Among them is the structure of Buffett’s investment company, Berkshire Hathaway. Buffett is the CEO and chairman of the board, a rarity among large corporations, according to the paper. This centralizes allocation decisions for Berkshire Hathaway.
Similarly, the “collection of good businesses” under the Berkshire Hathaway umbrella is another advantage according to the paper, which helps Buffett achieve high returns on a regular basis.
Buffett’s allocation of capital at Berkshire Hathaway, rather than simply his stock picking skills, is another major positive, the authors argue. The company allocates capital to operating executives at its portfolio companies, which in turn leads to higher returns, as these executives can manage those smaller businesses more effectively.

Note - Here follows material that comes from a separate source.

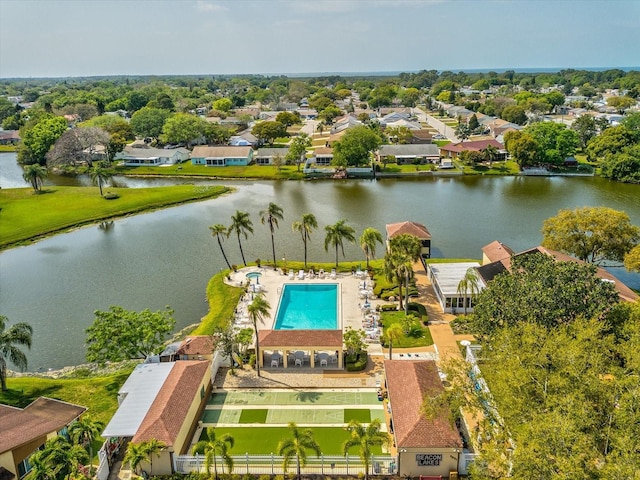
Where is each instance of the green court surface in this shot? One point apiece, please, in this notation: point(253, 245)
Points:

The company also has “an acute understanding of what is materially relevant in GAAP [Generally Accepted Accounting Principles] accounting,” the authors contend. They add that while they agree with some of the factors the “Buffett’s Alpha” authors used to explain his success, they have “serious reservations” about the thesis that lots of leverage — in Buffett’s case, borrowed money, insurance float (the difference between premiums collected and claims paid out), and the writing of put options — was a major contributor. Otuteye and Siddique argue that, for a variety of reasons, Berkshire “does not solely depend on float or leverage as the academics will say.”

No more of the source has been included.